Submitted By: EY8s
August 26, 2011, 02:29:49 PM
Another How-To for installing screening underneath the cowl. This is a great mod for keeping leaves and other things from clogging up your cowl and HVAC system.
Cowl Screening How-To
I first learned about this mod from a guy I bought some parts from who did it to all of his trucks. I've since seen a few people here on RCC with this mod. Basically there's two ways to go about this idea. One is the way I'll go through where you attach screening to the underside of the removable cowl. The other is to remove the cowl and install screening around the cowl openings on the cab or tub itself. My opinion is that screening the underside of the cowl panel itself is better because it prevents anything from getting past the cowl where the other method could allow debris build up between the screening and underside of the cowl panel.
I've seen cowl screening attached with screws and rivets. This is a sound method of attachment but I didn't want any exposed fasteners so I chose to use epoxy.
1 roll of aluminum window screening
5 minute epoxy (I may have used 2 ounces or so)
Heavy duty scissors
Exacto knife or razor blade
Clothes pins and small weights or objects (see photos)
+ tools to remove/replace windshield wipers and cowl panel
Note: It's possible to perform this modification on a finished cowl panel. This would actually be preferred for the cleanest look since the screening will hardly be noticable. I did this pre-paint so I'm thinking after the screen/cowl is painted it'll be a bit more noticeable. Either way I'm sure it'll take a double-take to notice this mod.

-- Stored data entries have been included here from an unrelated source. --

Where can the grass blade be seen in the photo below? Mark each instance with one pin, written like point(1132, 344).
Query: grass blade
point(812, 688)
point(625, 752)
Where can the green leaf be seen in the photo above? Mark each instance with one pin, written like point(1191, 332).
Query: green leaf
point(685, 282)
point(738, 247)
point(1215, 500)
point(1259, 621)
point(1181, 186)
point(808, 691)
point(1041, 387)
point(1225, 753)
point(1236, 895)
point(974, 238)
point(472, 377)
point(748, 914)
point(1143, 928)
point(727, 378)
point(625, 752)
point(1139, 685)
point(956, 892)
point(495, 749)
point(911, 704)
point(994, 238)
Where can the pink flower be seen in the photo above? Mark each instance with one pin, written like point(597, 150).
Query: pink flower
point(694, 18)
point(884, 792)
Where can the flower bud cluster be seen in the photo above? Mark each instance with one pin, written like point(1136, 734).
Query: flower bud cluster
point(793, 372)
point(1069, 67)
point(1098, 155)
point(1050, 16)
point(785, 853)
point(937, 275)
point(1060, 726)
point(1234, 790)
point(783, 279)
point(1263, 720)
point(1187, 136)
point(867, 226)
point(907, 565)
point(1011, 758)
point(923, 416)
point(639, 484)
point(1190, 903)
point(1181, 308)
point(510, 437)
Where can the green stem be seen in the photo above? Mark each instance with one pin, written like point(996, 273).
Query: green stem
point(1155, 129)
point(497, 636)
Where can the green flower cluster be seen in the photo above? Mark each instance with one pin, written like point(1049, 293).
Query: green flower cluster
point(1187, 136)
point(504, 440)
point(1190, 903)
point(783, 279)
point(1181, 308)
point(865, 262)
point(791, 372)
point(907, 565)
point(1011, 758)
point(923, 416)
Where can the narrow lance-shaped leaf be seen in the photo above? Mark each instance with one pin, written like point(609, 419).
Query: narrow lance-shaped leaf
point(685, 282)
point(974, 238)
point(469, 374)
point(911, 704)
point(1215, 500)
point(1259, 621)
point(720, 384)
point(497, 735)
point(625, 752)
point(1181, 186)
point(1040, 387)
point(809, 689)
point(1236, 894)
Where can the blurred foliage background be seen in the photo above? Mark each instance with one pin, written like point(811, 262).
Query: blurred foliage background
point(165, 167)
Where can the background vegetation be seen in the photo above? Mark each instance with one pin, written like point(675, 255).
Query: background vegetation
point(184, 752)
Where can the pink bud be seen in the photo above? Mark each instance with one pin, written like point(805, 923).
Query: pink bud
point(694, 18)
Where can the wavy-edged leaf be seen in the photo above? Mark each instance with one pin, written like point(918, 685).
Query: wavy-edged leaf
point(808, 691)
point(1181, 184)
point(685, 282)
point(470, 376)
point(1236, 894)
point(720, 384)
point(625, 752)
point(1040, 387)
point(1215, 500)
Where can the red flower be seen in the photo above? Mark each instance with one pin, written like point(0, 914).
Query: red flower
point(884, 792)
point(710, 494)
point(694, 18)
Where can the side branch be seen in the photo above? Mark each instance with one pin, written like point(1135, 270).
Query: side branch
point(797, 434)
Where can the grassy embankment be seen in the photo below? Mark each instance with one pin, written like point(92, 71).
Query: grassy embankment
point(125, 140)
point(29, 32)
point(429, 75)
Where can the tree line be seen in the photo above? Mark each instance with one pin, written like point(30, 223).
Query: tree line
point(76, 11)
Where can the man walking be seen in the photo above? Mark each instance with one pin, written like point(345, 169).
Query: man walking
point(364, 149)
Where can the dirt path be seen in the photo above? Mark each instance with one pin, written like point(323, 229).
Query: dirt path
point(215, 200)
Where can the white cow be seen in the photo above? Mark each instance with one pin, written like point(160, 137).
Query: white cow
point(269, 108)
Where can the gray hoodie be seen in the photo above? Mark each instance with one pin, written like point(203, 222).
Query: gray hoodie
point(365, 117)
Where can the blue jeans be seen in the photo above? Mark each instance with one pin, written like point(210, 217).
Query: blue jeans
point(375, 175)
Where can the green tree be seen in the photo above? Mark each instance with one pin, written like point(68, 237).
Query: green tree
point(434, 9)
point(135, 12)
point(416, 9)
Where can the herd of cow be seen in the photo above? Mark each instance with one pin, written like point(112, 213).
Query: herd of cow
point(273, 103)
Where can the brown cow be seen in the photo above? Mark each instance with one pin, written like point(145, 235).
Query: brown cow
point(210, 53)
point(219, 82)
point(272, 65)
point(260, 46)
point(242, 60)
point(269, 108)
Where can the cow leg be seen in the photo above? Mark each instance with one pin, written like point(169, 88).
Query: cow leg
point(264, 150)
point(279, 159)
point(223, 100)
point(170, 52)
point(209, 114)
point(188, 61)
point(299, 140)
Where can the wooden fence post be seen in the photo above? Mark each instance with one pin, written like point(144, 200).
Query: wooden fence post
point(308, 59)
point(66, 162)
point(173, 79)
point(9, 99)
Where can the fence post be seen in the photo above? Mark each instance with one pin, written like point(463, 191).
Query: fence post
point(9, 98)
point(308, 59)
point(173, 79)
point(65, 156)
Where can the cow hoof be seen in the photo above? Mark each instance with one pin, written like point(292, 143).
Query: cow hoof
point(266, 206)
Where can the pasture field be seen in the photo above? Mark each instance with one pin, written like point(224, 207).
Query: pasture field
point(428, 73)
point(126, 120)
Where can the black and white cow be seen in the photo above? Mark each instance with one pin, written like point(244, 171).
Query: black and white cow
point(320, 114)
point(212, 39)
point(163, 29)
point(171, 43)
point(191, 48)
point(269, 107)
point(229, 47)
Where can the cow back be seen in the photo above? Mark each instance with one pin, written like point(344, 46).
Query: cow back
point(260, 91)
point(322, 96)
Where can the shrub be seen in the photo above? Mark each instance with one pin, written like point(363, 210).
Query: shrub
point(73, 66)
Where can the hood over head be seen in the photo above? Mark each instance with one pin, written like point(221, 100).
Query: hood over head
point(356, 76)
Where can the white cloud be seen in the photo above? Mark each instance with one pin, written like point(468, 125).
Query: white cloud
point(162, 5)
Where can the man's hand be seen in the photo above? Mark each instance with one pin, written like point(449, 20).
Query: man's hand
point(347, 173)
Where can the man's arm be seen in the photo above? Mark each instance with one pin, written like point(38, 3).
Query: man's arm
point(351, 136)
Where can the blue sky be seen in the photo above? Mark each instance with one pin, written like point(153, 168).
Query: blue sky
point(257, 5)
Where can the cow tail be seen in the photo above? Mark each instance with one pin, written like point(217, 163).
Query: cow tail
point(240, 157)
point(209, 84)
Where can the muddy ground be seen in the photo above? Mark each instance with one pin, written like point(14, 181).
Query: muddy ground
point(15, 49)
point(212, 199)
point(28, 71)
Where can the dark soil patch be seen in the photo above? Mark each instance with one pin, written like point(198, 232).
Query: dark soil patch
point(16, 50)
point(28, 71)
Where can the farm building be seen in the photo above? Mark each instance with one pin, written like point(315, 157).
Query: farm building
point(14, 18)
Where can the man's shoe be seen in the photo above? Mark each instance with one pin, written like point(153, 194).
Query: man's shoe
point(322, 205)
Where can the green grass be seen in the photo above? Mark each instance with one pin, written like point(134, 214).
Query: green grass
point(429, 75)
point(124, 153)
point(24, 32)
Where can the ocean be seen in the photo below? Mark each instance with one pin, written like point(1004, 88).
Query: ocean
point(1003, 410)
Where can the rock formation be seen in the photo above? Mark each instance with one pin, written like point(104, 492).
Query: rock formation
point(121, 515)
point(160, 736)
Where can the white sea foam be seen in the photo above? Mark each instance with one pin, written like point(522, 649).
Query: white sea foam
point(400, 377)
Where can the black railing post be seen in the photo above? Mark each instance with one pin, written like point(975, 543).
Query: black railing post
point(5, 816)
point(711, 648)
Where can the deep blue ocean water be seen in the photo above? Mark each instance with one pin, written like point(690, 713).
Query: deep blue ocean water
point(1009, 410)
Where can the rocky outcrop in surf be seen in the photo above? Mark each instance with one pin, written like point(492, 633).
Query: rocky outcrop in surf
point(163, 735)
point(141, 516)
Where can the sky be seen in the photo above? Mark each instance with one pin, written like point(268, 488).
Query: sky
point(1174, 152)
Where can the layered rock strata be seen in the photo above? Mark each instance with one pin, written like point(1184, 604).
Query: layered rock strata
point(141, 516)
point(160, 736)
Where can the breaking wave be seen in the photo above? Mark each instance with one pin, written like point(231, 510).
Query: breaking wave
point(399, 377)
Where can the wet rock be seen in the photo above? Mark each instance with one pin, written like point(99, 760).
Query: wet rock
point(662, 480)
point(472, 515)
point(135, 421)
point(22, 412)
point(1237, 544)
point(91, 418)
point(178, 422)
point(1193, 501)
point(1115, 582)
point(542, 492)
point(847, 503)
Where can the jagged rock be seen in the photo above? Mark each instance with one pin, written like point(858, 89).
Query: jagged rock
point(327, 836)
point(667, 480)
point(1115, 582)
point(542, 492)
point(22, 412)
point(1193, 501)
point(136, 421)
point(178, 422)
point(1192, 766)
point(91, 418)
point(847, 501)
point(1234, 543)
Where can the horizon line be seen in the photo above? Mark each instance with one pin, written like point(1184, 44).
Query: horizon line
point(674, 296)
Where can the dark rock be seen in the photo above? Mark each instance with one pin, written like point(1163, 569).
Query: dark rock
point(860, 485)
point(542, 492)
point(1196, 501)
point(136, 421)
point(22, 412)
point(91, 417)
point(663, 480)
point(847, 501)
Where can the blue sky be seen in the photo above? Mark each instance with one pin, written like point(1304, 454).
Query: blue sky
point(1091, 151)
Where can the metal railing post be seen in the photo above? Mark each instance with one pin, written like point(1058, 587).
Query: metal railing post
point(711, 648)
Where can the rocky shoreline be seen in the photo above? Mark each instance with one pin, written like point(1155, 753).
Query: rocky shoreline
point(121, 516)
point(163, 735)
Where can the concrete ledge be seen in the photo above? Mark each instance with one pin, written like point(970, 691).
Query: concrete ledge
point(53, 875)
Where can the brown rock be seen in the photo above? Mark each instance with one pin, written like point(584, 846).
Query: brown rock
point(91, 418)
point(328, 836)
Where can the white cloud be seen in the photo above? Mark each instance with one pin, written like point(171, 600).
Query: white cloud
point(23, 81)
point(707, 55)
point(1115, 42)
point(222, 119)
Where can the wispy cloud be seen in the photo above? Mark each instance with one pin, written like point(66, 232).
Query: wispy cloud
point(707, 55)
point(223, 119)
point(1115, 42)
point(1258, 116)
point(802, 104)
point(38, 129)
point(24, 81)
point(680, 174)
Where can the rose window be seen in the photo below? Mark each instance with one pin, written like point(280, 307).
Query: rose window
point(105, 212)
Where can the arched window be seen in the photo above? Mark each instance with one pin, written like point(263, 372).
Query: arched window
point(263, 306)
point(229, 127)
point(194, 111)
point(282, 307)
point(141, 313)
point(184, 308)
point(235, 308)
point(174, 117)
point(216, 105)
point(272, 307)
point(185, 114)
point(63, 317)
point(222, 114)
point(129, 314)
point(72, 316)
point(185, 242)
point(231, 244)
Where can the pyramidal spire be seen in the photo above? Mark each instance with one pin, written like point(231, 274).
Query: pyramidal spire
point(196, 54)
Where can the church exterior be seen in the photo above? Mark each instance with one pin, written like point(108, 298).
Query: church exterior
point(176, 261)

1) Remove your wiper arms. There's a special tool that'll make this a snap but I don't have one. I put a rag down, use a rubber handled screwdriver as a fulcrum, insert a tiny screwdriver in between the shaft and wiper "tang", then take two other screwdrivers with the heads under each side wiper to shaft connection and pop it off. If you have nice paint put a towel around the area to prevent the airbourne wiper assembly from chipping paint.
2) Next you need to remove the cowl panel with a phillips screwdriver. Make sure you remove all of the screws. The top of the cowl panel wedges in underneath the windshield rubber so you have to ease it out by pulling the cowl forward. You can line the exposed fender edges with a layer or two of painters tape for scratch/chip protection.
3) Once you have your cowl removed, wash it thoroughly (especially under the cowl slots) and dry it off.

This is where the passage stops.